„Druk op gelovigen in China toegenomen”
Ten minste 100 miljoen Chinezen –bijna een derde van het geschatte aantal gelovigen in het land– hebben te maken met een „hoog” of „zeer hoog” niveau van vervolging veroorzaakt door de heersende Communistische Partij.
Dat is een van de belangrijkste bevindingen van het Amerikaanse onderszoeksinstituut Freedom House, schreef Christian Post dinsdag. Freedom House constateert dat de greep op gelovigen in China sinds 2012 flink is verstevigd en dat deze greep meer en meer voelbaar wordt in het dagelijkse leven. Iets wat volgens de onderzoekers een groeiend verzet onder gelovigen veroorzaakt. Met een combinatie van zowel gewelddadige als geweldloze methoden, probeert het regime de snelle groei van religieuze gemeenschappen te beteugelen. Tot de onderzochte groepen gelovigen behoren zowel protestantse als rooms-katholieke christenen, Tibetaanse boeddhisten, Oeigoerse moslims en aanhangers van Falun Gong.

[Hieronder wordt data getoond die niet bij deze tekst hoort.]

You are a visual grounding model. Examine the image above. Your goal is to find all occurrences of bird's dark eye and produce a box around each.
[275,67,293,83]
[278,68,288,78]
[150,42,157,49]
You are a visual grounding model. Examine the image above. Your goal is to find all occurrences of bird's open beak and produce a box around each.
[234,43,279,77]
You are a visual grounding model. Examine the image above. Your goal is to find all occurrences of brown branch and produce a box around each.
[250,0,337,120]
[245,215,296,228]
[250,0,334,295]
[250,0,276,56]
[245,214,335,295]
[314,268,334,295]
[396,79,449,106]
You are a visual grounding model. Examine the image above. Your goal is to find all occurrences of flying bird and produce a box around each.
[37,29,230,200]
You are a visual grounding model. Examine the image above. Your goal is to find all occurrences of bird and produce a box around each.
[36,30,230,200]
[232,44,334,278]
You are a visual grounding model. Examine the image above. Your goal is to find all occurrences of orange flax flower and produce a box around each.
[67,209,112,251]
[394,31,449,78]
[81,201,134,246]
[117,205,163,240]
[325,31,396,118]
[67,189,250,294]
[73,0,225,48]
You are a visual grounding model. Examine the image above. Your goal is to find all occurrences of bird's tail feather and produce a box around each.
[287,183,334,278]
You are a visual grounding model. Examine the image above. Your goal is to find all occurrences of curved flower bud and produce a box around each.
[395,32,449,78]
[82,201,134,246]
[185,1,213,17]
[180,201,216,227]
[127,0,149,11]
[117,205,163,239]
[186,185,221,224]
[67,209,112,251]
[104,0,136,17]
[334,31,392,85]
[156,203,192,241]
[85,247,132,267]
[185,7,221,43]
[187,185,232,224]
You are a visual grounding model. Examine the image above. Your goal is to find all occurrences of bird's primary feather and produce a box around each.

Terwijl rooms-katholieken een „matig niveau” van vervolging ondergaan, hebben protestanten te maken met een „hoog niveau.” De vervolging die de andere groepen ervaren, wordt als „zeer hoog” betiteld.
De autoriteiten arresteerden demonstranten en religieuze leiders, sloten ondergrondse kerken en maakten beperkende wetten om alle aspecten van het religieuze leven onder controle te krijgen. De druk op gelovigen neemt toe sinds Xi Jinping in 2012 aan het hoofd van de Communistische Partij kwam te staan. Het rapport van Freedom House noteert dat religieuze vervolging sindsdien over de hele linie is toegenomen.